Dans les années 60, alors que la majorité de la population de Détroit est noire, sa police elle est constituée à 95% de blancs, réputée violente et raciste, cette dernière harcèle quotidiennement la population, multipliant les arrestations arbitraires, les exactions violentes à l'encontre en particuliers des jeunes hommes noirs, un climat de tensions extrême plane sur la ville.
Lors d'une énième et injustifiée descente de police en 1967, de violentes émeutes éclatent, que les autorités entendent mater avec le concours de la garde nationale, déployant l'armée et faisant de Détroit une véritable zone de guerre.
C'est dans ce contexte historique que la dramatique histoire au coeur du film de Kathryn BIGELOW prend place.
Dans un motel épargné par les violences et les pillages, quelques noirs passent la nuit, pour éviter les problèmes et respecter le couvre feu, quand des tirs d'arme factice sont dirigés contre une unité de la garde nationale, entraînant une descente démesurée de la police de Détroit.
Cette dernière investit le motel et débute alors sous les silences complices ou les refus d'intervenir de la garde nationale et de la police d'état, un véritable jeu de sadisme et de tortures physiques et psychologiques contre tous les résidents du motel, majoritairement des jeunes afro-américains mais aussi deux jeunes femmes blanches venues en vacances depuis l'Ohio, pour goûter à la vie nocturne et musicale d'un des berceaux les plus emblématique de la musique américaine depuis des décennies.
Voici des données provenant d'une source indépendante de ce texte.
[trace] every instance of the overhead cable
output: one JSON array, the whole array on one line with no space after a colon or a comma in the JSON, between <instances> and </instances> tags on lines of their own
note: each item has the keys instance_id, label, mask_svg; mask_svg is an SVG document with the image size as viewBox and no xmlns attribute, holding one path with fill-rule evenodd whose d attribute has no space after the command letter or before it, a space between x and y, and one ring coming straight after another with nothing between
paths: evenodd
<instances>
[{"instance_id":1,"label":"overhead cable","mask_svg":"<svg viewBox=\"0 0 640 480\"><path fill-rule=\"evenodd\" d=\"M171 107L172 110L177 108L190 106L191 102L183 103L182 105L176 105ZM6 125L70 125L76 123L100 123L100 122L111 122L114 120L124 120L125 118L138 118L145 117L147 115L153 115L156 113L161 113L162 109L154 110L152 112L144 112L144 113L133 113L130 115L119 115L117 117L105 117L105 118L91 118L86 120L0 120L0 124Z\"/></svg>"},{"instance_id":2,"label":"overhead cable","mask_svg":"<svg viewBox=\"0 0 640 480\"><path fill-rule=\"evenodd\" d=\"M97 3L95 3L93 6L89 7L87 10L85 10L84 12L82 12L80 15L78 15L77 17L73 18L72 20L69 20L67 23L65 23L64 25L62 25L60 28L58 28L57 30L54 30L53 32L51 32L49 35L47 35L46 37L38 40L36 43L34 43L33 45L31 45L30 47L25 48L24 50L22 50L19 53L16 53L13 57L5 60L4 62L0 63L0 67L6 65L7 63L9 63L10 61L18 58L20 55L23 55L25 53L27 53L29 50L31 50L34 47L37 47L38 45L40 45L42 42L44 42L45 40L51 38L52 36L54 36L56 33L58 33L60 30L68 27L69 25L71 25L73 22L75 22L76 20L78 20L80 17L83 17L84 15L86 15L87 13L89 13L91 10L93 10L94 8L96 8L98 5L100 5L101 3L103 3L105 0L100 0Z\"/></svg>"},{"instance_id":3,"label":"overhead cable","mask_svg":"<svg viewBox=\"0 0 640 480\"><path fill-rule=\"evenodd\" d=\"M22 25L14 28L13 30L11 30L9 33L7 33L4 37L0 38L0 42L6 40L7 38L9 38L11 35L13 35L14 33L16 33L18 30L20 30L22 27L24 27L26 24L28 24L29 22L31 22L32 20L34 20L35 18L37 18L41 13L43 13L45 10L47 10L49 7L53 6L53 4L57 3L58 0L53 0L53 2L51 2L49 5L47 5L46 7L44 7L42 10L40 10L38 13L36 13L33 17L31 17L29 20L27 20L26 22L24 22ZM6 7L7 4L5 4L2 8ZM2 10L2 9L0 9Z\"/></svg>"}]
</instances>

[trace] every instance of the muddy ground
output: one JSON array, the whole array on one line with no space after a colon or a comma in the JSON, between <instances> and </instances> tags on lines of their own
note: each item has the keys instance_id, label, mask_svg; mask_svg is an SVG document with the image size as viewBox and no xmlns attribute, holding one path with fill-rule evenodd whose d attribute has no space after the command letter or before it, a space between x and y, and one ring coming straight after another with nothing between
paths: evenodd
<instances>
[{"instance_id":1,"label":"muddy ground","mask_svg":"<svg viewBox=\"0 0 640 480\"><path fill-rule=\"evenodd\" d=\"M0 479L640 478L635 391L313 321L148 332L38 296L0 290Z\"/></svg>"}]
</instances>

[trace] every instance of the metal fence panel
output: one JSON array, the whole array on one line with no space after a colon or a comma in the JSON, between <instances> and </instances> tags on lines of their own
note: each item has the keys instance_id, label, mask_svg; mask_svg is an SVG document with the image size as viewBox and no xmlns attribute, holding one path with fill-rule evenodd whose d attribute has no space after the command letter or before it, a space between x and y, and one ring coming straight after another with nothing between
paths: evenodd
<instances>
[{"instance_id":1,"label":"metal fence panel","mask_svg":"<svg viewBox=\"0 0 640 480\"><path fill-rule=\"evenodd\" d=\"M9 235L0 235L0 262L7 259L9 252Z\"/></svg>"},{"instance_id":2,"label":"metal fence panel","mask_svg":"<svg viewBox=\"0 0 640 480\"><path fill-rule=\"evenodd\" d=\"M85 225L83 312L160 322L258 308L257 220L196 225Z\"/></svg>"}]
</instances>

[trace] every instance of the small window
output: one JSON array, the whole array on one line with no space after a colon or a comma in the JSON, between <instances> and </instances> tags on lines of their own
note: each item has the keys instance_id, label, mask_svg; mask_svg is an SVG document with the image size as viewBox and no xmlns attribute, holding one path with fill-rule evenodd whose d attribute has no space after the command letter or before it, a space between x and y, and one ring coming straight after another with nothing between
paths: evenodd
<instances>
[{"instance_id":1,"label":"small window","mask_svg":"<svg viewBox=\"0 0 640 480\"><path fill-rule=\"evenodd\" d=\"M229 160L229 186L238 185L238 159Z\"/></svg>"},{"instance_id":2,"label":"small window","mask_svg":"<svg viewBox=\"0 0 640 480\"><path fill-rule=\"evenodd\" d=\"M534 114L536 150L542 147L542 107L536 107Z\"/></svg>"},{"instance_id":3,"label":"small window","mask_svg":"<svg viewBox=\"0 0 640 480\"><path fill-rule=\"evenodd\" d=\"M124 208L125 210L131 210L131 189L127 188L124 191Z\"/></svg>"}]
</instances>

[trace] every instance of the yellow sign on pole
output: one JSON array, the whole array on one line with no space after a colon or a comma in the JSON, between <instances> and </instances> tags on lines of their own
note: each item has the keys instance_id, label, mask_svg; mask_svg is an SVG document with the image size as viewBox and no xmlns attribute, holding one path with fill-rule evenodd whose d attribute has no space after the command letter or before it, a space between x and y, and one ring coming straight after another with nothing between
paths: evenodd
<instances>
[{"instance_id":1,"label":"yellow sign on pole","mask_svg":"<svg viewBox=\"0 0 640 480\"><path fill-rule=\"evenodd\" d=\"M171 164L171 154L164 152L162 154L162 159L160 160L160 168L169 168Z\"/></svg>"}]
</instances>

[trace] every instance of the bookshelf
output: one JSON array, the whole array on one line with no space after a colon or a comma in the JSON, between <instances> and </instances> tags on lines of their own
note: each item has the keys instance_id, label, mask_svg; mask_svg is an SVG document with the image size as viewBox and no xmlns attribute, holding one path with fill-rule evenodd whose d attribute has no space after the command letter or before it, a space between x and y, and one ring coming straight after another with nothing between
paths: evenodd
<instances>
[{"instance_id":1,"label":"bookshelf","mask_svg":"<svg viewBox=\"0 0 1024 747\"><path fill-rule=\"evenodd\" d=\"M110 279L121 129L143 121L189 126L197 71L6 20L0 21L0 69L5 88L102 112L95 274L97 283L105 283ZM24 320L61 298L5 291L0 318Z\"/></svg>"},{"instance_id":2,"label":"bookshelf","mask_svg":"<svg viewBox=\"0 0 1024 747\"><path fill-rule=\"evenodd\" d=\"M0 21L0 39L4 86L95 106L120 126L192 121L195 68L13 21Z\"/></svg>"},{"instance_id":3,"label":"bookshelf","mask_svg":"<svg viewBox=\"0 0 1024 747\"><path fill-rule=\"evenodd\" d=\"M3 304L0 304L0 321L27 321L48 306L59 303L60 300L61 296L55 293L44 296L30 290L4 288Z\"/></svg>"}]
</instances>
Nous plongeons alors, par le biais d'une mise en scène naturaliste et fiévreuse, dans l'horreur qu'a été cette nuit pour ceux qui l'ont vécue, car confirmé par l'insert d'images d'archives, il s'agit d'une histoire vraie. Trois agents de la police de Détroit, terrorisent ce groupe, simulant des exécutions pour forcer la parole de ceux qu'ils considèrent comme coupables, tuant trois jeunes dont ils prennent soin de maquiller les meurtres en faits de légitime défense, multipliant avec une férocité qui n'a d'égal que leur racisme avoué et assumé les pressions sadiques.
Quand finalement, alors que la culpabilité des policiers est établie et que leur procès se tient, on pense que justice sera rendue, mais bien vite la tournure des débats ne laisse aucun doute quant à l'issue.
Film coup de poing, leçon de cinéma, le film regarde en face une sombre page de l'histoire américaine, où les protagonistes nous renvoient à quelques autres sordides histoires de crimes racistes et de violence policières que ce soit aux USA ou chez nous, et le leitmotiv "black lives matters" ou le slogan "ACAB" résonnent et nous oblige à considérer cette réalité.
Le casting est brillant, Algee SMITH, Jacob LATIMORE nous incarne la justesse de vies réduites à la terreur, Will POULTER en flic sadique crève l'écran et dans un rôle absolument maîtrisé de bout en bout, John BOYEGA démontre que si sa prestation dans la post-logie star wars n'a pas convaincue, elle n'est pas à cause de son talent de comédien, mais bien les conséquences d'un personnage sans relief et profondeur.
Un must see absolu pour découvrir une histoire vraie, dramatique, injuste mais qui hélas n'est pas isolée dans l'histoire de l'Amérique.